Vaseem Khan, The Perplexing Theft of the Jewel in the Crown

In his second book about this upright citizen and private detective – a man who cannot be bribed – Vaseem aims very high indeed. The crime is the theft of the Crown Jewels, and most importantly the Koh-i-Noor. The police are incompetent and corrupt, so it is up to Chopra to work out who did it, and also to find the priceless jewel.

This was even more fun than the first book, with a new character to care about, and with a much larger role for Mrs Chopra (and her mother…) and the retired inspector even gets himself an assistant. I hope his unreliable heart will stand up to all this private detecting and rushing about, because I want a lot more.

As in the first novel, we get to see India as we – probably – didn’t know it, and the food is delicious! I mean, it really seems as if the food is very good. I wouldn’t object to a small sample included with the book.


Holiday post

This pile won’t beat its competitors in the big I-have-been-away-pile race. Happily some people receive even more books than I do. Good luck to them with their reading. I know I won’t get through all of mine.

And I refuse to speculate on how recent developments will affect the book trade. I’ve almost forgotten the changes after October 2008.

When there was hope

What to blog about today? Yeah, well, that’s a hard one.

In the 1960s I didn’t think about politics. It was beyond my comprehension. In the 1970s I thought about it quite a lot. It was something that seemed to bring about change. The kind of change that was good for most of us.

It seemed as though things would become mostly all right, if only we waited long enough. Not everything could happen overnight. There was political music to listen to. There was political fiction to read.

Below are some of the books I read and enjoyed. I haven’t read them for over forty years, so don’t remember enough to tell you much of the actual plots. The two by Stig Malmberg were set in contemporary Sweden, and featured fairly ordinary Swedish teenagers. One is about doing your national service and how that might be right, or not.

Books by Sven Wernström and Stig Malmberg

The two novels by Sven Wernström are set in Latin America and deal with things like the Cuban revolution as experienced by ordinary teenagers there. It was thrilling to read for someone who grew up on Enid Blyton and then moved on to Agatha Christie, both of whom wrote books about characters unlike myself, during a time period that was already in the past, and which I couldn’t know.

The Retired Children’s Librarian was cautiously liberal, and didn’t really care for Malmberg, but grudgingly admitted there was merit in Wernström’s Latin American stories. I liked them all, and it didn’t matter that she didn’t always approve.

Because there was hope. Did I say?

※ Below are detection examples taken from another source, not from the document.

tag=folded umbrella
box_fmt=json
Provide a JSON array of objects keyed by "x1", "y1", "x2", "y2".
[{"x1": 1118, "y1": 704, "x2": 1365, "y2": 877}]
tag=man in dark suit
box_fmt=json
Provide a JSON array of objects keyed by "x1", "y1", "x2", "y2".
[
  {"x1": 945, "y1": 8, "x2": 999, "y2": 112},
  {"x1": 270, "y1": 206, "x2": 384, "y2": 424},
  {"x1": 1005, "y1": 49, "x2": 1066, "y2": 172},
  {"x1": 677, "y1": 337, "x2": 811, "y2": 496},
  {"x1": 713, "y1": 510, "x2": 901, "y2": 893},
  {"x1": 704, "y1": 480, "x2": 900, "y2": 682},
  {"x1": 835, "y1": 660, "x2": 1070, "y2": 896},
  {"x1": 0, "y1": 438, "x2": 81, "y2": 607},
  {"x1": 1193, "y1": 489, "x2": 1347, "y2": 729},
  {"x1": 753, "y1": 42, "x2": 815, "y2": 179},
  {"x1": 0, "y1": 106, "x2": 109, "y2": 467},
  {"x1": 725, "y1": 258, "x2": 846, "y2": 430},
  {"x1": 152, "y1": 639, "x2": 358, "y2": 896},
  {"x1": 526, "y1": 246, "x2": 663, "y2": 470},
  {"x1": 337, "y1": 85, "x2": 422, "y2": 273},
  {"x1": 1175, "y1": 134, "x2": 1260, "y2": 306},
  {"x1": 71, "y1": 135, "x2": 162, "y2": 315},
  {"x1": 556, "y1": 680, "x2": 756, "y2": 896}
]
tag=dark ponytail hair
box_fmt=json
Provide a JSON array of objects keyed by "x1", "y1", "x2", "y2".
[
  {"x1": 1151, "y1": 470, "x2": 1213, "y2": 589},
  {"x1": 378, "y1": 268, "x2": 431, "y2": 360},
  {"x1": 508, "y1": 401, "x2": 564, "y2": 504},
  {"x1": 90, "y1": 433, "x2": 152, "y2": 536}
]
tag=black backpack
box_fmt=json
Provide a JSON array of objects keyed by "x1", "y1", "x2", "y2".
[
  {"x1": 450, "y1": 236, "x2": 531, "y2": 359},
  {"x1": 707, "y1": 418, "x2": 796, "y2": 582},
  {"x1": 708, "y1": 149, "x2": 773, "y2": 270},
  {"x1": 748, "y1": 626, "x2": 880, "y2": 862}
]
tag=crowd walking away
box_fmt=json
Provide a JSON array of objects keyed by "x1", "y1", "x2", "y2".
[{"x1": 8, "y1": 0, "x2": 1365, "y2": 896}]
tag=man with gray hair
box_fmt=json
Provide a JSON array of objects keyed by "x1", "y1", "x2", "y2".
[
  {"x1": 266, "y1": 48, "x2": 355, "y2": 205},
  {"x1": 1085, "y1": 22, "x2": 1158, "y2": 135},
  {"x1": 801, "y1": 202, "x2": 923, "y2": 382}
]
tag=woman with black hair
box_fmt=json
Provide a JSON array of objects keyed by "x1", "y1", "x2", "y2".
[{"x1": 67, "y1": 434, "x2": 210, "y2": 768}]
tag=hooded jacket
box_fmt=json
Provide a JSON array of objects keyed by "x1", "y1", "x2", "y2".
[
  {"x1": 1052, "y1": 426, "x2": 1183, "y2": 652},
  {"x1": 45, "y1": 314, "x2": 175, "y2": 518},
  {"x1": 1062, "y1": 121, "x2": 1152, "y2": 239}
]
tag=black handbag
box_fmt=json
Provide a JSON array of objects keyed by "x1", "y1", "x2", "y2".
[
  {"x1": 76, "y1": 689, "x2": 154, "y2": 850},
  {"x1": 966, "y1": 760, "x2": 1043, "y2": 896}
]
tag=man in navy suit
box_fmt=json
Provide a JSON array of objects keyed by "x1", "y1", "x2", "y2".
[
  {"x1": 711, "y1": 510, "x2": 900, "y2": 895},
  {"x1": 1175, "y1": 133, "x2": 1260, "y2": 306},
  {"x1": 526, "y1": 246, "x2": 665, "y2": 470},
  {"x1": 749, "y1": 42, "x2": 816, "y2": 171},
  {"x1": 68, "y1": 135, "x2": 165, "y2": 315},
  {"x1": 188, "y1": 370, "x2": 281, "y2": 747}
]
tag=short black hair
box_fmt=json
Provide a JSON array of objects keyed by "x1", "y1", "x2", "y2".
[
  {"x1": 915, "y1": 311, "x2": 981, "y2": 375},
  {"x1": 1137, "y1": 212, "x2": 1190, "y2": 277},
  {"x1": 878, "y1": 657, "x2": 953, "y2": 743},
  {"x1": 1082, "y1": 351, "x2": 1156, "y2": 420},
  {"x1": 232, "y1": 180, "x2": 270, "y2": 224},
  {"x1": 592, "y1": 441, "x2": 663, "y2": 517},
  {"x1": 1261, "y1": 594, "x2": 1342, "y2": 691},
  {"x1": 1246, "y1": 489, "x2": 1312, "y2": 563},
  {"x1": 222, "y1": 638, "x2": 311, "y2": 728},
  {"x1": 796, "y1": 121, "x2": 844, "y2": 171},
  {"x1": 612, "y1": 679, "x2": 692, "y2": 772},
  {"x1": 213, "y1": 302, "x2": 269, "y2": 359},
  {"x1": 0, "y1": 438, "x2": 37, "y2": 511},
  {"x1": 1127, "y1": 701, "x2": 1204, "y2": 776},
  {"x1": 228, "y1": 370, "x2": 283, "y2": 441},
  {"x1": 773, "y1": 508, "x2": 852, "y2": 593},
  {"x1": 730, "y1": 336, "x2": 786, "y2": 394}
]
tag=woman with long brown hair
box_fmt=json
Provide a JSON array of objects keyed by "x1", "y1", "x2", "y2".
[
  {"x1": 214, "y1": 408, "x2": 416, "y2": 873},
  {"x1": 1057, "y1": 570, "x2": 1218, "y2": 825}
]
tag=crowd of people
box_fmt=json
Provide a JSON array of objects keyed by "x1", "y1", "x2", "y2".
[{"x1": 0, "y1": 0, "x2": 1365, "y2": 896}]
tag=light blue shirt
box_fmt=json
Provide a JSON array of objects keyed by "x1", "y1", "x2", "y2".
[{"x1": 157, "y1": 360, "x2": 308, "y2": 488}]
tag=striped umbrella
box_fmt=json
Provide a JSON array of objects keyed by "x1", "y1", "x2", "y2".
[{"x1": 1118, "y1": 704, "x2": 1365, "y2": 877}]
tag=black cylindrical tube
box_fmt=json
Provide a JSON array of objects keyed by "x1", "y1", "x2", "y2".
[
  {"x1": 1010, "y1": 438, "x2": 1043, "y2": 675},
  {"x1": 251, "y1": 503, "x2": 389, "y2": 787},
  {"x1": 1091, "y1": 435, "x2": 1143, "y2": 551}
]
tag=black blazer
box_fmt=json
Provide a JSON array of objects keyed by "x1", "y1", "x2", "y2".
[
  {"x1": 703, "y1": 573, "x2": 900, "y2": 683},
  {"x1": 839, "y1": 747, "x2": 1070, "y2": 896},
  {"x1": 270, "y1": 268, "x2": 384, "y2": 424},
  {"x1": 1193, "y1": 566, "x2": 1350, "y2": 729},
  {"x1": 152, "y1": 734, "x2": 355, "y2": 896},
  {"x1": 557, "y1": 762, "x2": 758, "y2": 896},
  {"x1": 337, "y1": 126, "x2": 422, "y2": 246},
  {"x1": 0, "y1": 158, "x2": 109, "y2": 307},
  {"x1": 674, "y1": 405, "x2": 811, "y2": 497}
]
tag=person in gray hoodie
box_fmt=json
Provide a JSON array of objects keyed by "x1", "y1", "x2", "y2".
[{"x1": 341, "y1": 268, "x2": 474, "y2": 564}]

If we waited long enough, life would be fine and fair for everyone. If the ‘wrong’ party won an election, it was just their politics that was wrong. As people they were as normal and decent as the rest of us.

Until this week.

Dindy and the Elephant

There is less elephant in this book by Elizabeth Laird than the title leads you to expect. But that’s OK. What’s there is quite satisfying, and I feel as though I could almost deal with an angry elephant.

Elizabeth Laird, Dindy and the Elephant

I have to admit to a particular fondness for period fiction from India, and former British Empire countries in Africa. This one is set in India, on a tea plantation between the end of the war and just before Indian independence.

Nine-year-old Dindy and her brother Pog, who’s only six, escape from their bungalow one day when bored, despite not being allowed out. That’s when they encounter the potentially dangerous elephant.

But this is mostly about how much love ‘British’ children born and growing up in India have for their country, and how people of their parents’ generation don’t necessarily share that love. Dindy’s mother hates India and looks down on the natives, including those who work for the family.

Prejudice from both sides emerges and it’s interesting to see how they deal with a bad situation, and also what their feelings really are.

Very lovely little book. Whereas there might be no point in a sequel, I rather feel it’d be nice to see what happened next.